Krallıklar Savaşıyor

Start from the beginning
                                    

Malik  ve Cabir kral Niu'nun yanına gelerek bu savaşa katılmak istediklerini belirtiler .

Kral Niu "sizleri  bu tehlikeye atamam kurtarıcı ve kitap bizim yanımızda  burda daha güvende olur "
   
                                     Malik ısrarla savaşta bulunmak istediklerini belirtinde kral Niu ısrarlara daha fazla dayanamadı ve onların da bu savaşta yer almalarına izin verdi .

Uzaktan bir ses işitildi gelen Kral Sabir'di
"Hoş geldin kadim dostum "

"Hoş bulduk değerli dostum "

"Bunca zamandır  en sadık sağ kolunuz olarak bildiğiniz büyücü karlanın  ihaneti sizi üzmüş olmalı lakin siz merak etmeyiniz intikamımız  onların ihanetinden daha acı olacaktır ."

"Bundan hiç şüphem yok değerli dostum gerekeni yapacağını biliyorum " 

Malik savaşın sonunda zaferin kendilerinin olacağına inanırcasına " bu savaştan sonra büyük bir kutlama yapacağız " .

"Kendine bu kadar  güvenme ,Kara şövalyeyi bu kadar hafife alma çünkü  o senin düşündüğün kadar basit  biri değil ,bu savaş umduğunuz gibi bitmeye bilir ."

Malikin yüz ifadesi bir anda değişmişti .
Cabir şaşkınlık içerisinde onları dinliyordu.

"Bizim bilmediğimiz bir şeymi var ..."

"Bilmediğiniz  bir şey yok ,sadece onu bu kadar  basite almanız  bizi riske atabilir  anlatmak istediğim sadece bu ."

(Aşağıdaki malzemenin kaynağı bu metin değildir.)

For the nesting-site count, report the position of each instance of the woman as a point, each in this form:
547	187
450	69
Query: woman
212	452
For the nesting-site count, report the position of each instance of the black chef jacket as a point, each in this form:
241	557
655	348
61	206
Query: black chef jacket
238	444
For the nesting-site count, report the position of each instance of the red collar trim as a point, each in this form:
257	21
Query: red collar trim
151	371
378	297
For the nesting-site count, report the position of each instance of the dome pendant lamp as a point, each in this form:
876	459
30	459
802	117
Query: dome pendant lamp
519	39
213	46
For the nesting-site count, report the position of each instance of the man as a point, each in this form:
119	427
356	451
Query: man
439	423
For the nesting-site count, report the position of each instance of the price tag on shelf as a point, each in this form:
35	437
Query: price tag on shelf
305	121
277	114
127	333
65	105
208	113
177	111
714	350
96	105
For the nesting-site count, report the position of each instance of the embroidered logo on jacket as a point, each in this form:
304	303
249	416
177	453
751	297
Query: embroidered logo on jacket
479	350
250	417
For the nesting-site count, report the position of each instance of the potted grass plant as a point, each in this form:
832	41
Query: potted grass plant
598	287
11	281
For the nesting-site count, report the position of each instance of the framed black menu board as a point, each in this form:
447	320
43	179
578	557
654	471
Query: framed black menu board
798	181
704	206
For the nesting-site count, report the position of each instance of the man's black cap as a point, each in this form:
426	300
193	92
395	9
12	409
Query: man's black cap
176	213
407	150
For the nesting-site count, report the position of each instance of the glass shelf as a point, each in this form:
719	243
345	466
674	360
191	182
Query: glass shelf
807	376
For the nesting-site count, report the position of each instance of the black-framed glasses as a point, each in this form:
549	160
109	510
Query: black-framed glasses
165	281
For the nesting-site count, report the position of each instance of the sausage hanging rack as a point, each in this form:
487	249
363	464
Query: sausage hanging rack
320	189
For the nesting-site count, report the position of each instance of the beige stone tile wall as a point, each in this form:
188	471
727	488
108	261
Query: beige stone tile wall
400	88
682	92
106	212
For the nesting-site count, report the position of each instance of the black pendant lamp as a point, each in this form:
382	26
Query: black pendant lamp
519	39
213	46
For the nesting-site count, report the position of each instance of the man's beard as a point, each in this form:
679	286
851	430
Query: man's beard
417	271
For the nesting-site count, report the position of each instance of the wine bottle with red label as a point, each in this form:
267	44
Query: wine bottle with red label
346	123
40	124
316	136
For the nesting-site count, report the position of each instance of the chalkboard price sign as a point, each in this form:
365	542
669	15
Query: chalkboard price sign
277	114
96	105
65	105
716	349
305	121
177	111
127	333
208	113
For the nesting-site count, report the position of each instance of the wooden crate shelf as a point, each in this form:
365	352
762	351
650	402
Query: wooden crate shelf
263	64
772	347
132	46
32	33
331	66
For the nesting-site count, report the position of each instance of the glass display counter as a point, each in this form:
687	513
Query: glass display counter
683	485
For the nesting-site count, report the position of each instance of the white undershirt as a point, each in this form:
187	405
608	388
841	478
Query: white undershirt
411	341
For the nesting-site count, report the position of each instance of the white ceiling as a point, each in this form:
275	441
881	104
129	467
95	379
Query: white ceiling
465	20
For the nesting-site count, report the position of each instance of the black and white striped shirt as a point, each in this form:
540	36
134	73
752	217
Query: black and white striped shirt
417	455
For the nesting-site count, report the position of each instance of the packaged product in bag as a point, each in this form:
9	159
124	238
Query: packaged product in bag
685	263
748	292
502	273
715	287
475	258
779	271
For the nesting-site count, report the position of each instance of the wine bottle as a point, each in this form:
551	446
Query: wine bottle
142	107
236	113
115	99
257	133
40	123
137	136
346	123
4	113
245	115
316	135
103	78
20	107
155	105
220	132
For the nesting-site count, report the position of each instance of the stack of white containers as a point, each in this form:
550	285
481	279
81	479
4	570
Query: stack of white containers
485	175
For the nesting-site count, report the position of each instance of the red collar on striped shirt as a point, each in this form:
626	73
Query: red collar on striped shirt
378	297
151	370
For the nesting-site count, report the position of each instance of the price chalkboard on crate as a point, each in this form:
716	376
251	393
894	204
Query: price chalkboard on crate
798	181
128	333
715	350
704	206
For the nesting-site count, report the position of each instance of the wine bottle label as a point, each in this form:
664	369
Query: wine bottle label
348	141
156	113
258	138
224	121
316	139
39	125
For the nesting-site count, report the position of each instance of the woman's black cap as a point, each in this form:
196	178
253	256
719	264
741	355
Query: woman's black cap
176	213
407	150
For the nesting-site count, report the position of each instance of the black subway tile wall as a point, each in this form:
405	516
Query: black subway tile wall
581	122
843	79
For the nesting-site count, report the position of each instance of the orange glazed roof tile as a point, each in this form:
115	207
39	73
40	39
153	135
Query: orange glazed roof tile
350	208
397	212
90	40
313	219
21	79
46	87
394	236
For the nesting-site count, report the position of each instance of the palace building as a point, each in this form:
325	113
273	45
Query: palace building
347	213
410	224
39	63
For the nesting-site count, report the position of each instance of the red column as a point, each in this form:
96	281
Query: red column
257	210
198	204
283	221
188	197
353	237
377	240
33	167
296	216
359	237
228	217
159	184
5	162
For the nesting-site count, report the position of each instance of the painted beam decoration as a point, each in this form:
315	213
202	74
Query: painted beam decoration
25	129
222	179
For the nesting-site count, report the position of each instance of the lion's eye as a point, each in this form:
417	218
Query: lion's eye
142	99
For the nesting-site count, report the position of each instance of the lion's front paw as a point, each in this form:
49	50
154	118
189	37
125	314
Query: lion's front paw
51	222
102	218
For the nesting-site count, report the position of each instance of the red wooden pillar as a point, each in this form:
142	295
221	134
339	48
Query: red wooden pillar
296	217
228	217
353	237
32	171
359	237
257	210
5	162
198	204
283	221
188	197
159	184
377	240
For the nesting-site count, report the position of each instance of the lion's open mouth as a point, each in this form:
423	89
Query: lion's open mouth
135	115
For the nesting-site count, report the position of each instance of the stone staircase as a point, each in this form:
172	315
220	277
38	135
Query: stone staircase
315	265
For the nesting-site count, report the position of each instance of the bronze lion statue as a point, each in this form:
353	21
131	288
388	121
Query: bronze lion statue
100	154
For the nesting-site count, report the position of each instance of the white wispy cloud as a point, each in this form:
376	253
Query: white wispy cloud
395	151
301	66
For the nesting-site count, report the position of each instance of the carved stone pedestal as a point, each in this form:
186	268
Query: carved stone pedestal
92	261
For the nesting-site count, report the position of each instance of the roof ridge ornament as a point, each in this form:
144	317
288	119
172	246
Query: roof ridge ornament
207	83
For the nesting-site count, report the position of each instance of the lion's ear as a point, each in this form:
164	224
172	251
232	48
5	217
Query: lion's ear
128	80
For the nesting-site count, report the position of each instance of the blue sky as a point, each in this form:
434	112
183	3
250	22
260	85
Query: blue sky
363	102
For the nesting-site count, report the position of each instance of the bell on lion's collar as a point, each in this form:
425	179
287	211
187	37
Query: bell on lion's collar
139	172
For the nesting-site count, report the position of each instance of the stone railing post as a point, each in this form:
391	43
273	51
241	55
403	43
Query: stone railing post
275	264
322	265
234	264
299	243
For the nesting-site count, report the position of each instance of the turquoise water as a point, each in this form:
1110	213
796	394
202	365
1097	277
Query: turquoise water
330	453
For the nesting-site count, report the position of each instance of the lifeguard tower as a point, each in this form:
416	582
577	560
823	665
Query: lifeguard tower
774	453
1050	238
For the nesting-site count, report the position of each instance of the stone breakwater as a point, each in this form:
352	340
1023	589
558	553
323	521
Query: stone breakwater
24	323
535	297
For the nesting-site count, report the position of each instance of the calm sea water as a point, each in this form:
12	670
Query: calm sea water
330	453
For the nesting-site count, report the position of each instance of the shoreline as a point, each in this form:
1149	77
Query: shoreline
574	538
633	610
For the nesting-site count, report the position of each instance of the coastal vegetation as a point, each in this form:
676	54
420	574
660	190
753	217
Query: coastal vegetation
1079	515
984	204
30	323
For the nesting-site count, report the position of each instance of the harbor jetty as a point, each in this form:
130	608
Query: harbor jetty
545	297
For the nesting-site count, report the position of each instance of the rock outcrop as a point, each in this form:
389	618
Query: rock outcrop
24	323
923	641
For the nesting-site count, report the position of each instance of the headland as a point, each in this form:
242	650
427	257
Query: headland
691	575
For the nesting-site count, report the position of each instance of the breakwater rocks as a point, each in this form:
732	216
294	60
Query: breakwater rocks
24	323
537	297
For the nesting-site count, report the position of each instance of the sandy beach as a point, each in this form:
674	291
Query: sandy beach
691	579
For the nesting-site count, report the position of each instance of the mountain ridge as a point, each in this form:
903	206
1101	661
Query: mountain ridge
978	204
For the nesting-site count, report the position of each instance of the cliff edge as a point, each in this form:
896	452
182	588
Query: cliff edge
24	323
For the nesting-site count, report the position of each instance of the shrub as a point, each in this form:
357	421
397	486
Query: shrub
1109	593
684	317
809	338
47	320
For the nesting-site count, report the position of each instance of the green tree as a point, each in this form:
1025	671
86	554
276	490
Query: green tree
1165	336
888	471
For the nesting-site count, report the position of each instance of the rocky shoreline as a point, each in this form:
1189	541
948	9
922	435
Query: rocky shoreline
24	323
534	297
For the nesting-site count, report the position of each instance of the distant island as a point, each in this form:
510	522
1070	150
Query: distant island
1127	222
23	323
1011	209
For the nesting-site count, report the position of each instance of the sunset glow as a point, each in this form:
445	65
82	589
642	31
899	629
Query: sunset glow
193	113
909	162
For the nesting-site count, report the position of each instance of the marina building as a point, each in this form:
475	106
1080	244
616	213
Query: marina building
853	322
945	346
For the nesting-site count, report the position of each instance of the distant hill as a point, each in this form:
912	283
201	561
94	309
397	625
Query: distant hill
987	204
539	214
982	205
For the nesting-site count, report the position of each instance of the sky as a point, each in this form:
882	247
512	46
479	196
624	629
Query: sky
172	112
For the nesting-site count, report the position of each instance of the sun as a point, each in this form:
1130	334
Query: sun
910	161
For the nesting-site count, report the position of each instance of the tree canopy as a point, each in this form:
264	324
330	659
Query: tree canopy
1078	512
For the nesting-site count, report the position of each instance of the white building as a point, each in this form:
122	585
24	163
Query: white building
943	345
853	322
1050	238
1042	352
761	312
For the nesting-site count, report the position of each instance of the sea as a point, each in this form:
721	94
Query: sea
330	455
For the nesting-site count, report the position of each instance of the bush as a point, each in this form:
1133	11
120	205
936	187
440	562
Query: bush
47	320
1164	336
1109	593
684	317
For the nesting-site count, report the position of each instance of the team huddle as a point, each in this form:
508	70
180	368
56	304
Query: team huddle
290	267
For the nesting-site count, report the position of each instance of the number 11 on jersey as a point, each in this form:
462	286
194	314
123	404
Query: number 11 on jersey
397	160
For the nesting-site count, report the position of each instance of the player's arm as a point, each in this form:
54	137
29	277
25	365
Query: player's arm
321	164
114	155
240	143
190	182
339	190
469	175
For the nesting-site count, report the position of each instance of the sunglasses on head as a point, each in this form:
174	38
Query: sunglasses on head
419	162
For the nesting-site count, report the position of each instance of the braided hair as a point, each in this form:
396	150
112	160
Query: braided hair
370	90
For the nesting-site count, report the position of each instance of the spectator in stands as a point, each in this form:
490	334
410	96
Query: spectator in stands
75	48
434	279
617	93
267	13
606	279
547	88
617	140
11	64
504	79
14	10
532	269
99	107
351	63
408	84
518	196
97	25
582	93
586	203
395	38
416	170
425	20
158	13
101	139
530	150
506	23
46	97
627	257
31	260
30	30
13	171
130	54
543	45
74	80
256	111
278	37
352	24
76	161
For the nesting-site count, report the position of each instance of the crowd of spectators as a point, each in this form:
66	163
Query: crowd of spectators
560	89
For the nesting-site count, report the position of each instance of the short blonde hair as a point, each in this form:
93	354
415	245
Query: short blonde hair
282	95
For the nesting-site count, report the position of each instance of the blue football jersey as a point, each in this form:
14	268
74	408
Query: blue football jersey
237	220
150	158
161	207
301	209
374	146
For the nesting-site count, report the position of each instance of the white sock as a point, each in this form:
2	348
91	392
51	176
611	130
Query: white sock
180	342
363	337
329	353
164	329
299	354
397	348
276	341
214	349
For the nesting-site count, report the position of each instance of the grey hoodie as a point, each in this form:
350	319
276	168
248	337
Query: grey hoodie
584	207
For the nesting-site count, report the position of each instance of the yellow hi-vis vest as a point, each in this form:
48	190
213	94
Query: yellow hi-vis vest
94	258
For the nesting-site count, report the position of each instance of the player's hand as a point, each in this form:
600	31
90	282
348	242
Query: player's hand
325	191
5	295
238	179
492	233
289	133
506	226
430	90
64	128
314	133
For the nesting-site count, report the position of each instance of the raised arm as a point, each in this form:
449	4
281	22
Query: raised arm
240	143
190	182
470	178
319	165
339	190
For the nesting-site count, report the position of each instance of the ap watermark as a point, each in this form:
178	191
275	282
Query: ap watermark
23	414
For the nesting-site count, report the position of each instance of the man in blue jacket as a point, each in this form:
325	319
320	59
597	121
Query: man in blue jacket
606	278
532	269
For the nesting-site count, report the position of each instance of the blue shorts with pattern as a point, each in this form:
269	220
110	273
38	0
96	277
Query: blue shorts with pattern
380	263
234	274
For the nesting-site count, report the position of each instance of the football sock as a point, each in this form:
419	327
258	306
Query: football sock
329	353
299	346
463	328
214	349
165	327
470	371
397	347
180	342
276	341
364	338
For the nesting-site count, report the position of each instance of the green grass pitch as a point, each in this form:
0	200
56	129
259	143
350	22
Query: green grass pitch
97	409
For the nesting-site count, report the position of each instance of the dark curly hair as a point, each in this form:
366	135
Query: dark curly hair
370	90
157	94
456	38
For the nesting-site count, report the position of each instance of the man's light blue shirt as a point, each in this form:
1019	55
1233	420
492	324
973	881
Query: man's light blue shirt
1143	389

Sabir avucunun içinde bulunan ateşi hararetli bir biçimde yakarak .
Ser cümlelerle "bu savaşı alacağız  ve  herkese hakettiği  dersi vereceğiz ..."  dedikten sonra ordulara seslenerek
"Sayın müttefiklerim şimdi dinlenin sabah şafakla beraber  savaş için yola koyulacagız."

Sabahın ilk ışıklarıyla beraber bütün krallıklar Kral Sabir'in komutası altında karanlıklar ülkesine doğru yola koyuldular  .            
                                 İKİ AY SONRA

Soğuk geçen bir şubat ayının son günlerine doğru Karanlıklar ülkesinin sınırlarına dayanmışlardı , artık savaş kaçınılmazdı. 

Kara şövalyenin büyük bir ordu topladığı ve bu savaşa çok iyi bir hazırlık yaptıgı aldıkları haberler arasındaydı .

Karanlıklar ülkesinin sınırları içerisine girdikleri anda itibaren hiç bir hareketlilik olmadığını fark ettiler karşıların da savaşacak bir ordunun olmadığını gördüklerinde bütün savaşçılar şaşkınlık içinde kalmış ne yapacakları bilmez bir şekilde bir birlerine bakıyorlardı . Çok geçmeden askerler arasında bir huzursuzluk çıktı . Kral Sabir bütün orduları bir araya topladıktan sonra yüksek bir ses tonuyla seslenerek "Değerli  arkadaşlar biliyorum beklediğimiz bir  durum değil bu huzursuz olmanızı hoş görüyorum lakin bu bir savaş stratejisidir  bu oyuna gelmememiz gerekli . Üzerimizde psikolojik baskı yapıyor . Buna aldanmayın aksi taktirde bizi en uygunsuz ve en güçsüz durumumuzda baskın yaparlar ve gafil avlanırız."

Ordular bu konuşmanın üzerine kendilerini topladılar ve ilerlemeye devam ettiler .

Üç gün karanlıklar ülkesinde savaşmadan ilerledikten sonra beklenen an gelmişti. Kara şövalyenin müttefikleri ile karşı karşıya gelmişlerdi . İki ordu karşı karşıya geldiklerinde büyük bir sessizlik hakim olmuştu her yere . Fırtına öncesi bir sessizlik hüküm sürüyordu savaş meydanında . Sessizliği bozan Kral Sabir'in tok ve sert emri oldu .
"Kalkanlar  !!!"
"Ön tarafa koruma hattı oluşturun hemen arkasına okçular konumlansın"
"Mızraklı askerler kalkanlar arasından mızraklarını gizli bir şekilde tutsunlar ,koruma hattını geçmek isteyenlere ilk müdahaleyi sizler yapacaksınız "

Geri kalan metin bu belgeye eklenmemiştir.